Çünkü bütün bu olup bitenlerden sorumlu olan Mafyadır, Oligarşidir, Yerli ve Yabancı soygunculardır, Ahmet Doğan, Sergey Stanışev, Saks Koburgotski gibi siyaset bozuntularıdır. Yazmaya utanıyorum. Hitrino’da 8 ölü var. Bütün köy yaralı, ömür boyu sarsıntılı, herkes gidip geliyor… Bu, 14 vagonlu trenin nereden nereye gittiği, bu yükü kime götürdüğü, devlet demiryolları ile sözleşmesi olup olmadığı, bu külüstür sarnıçlarla 1 150 ton akaryakıtı kime teslim edeceği, nereden yüklediği, çaldı mı, kaptı mi bilen yok. Aradan geçen bir buçuk haftada mal sahibinin sahibi işsiz bir sarhoş olan Güney Kıbrıs’ta bir Of Şor şirket olduğu ortaya çıktı. Bu şirketin sermayesi kime ait bilen yok. İmzaları kim attı onu da bilen yok. Birisini tutuklayacak olsan Of Şor’un Bulgaristan’da Ofisi ve adresi yok. Al birini vur birine. İşin en üzücü tarafı da, adı sapı olmayan, kimsenin tanımadığı suçlarda 8 kişi ölse, 15 kişi su altında kalsa, 35 kişiyi askeri fabrikada infilak öldürmüş o da hiç önemli değil sanki bir köy yansa ya da daha büyük bir olay olsa o da hiç önemli değil. Önemli olsa Başsavcılık hemen dava açardı. DANS suçlunun yakasına yapışırdı. Muhtarı uyku tutmazdı. Ölen ölüyor, köy yanıyor, bütün bir köyün hayvanları, tütünleri, ambardaki mısır, salmalıktaki samanları yok oluyor, evler soyuluyor ve, Evet ve suçlular kol geziyor. Katliamları hep faili meçhul dosyası temizliyor. Yoksa bu bakanlar kurulu ve banaklar, meclis ve polis devleti babasının çiftliği sanmış ve istediği gibi kullanıyor mu? Yoksa bunlar hakikatte bizi oynatıyorlar mı?!

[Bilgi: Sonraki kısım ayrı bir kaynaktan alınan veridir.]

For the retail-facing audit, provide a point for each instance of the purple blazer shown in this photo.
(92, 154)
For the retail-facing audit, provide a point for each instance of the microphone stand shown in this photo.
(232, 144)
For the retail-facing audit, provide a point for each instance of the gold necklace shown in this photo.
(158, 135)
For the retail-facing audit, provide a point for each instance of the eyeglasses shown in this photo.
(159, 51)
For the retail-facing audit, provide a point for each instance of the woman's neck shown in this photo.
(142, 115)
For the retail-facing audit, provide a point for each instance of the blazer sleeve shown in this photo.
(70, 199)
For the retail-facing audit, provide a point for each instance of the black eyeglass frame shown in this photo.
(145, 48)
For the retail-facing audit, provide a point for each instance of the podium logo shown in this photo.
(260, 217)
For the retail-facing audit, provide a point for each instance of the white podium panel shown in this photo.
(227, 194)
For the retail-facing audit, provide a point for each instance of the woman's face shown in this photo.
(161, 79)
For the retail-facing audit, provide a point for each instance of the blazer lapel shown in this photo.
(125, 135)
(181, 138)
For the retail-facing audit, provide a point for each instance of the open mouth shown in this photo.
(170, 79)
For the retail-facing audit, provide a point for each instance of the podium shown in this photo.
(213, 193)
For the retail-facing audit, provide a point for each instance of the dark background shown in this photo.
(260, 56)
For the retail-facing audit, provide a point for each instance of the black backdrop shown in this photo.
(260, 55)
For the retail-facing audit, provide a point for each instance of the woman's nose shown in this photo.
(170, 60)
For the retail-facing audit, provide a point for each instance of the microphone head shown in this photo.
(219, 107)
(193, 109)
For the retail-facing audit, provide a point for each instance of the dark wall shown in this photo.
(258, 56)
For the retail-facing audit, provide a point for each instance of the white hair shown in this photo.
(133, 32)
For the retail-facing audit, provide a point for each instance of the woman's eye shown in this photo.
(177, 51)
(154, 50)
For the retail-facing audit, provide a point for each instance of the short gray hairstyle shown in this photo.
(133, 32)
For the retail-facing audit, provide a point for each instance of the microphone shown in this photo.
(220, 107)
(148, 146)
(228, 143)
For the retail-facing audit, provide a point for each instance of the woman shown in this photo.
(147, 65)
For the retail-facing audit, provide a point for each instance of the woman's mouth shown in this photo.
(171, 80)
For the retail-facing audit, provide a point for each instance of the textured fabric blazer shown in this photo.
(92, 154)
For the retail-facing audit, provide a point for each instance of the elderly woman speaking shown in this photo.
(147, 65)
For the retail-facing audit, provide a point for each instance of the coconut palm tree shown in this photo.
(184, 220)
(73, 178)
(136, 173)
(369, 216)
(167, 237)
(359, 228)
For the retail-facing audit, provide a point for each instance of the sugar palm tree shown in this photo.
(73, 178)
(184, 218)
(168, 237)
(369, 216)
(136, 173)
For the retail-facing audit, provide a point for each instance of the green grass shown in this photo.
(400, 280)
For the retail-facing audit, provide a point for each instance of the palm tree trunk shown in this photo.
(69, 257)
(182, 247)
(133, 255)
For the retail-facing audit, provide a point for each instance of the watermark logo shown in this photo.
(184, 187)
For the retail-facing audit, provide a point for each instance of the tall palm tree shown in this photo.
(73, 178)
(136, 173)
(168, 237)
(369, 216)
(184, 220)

Devlete yıldırım düşmez, Bakanlar kurulunu ya da meclisi su basmaz, fakat bizim memlekette DEVLETİN ÜÇÜNCÜ GÖZÜ EKSİK ve bu devlet bu gidişle çöker.
BİR DEVLETİN HEP AÇIK OLAN ÜÇÜNCÜ GÖZÜ H A L K I D I R. BUGÜN BULGARİSTAN HALKI ÜÇÜNCÜ GÖZÜNÜ KAPAMIŞTIR.
HALKIMIZ BEZMİŞ! CANINA TAK DEMİŞ! DEVLET DÜŞMÜŞ MÜ? DÜŞECEK MİŞ Mİ? YIKILMIŞ MI? KİMSENİN UMURUNDA DEĞİL. VE EN TEHLİKELİ OLAN İŞTE BUDUR. HALKIN DEVLETİNİ UMURSAMAZLIĞIDIR EN TEHLİKELİ OLAN. Durum budur.
Bu memlekette, değil GERB, değil sosyalistler, değil HÖH, Karadayı ya da şopar Doğan, yoksa eski Makedon asilerin bugünkü VMRO kabadayıları yoksa onlara benzer birileri olması hiç önemli değildir. Bu siyasi güçlerin hiç birisi Bulgar halkının üçüncü gözünü açamaz.
İşlerin düzelmesi için halkın ilgisi tükenmiştir. En tehlikeli olan da işte budur. Hiçbir devlet TV’ler tarafından yönetilemez…
Başka bir misale göz atalım:
5 gün önce Sofya’da “Roguzen” baraj duvarının patlamasından sorumlu ve suçlu olanların davası sonuçlandı. Bir tek kişi suçlu bulunmuş Tsvetelin Dimitrov adında bir vatandaş, turistik ziyaret esnasında baraj duvarının altında delik belirdiğini, duvarın su kaçırdığını, yer değiştirerek kaydığını görmüş ve resmetmiş, fotoları da devlete ihtar bildirimi olarak Devlet Su İşlerine göndermiştir. Sen misin bu gibi deliller toplayan (!) diyerek adamcağıza 1000 leva (500 Euro) ceza kesmişler. Ölüler, boğulanlar, su altında kalan bir kasaba, bu kasabada yaşayan insanların koyun, keçi ve tavukları, köpek ve kedilerine kadar her şey boğularak ölse, beşikte çocuklar bulanık sular altında can çekişse, bu olay oldu ama suçlu yok. Olan olmuş ve mahkeme kararıyla üstüne bir bardak soğuk su içilmiş ve olay bu…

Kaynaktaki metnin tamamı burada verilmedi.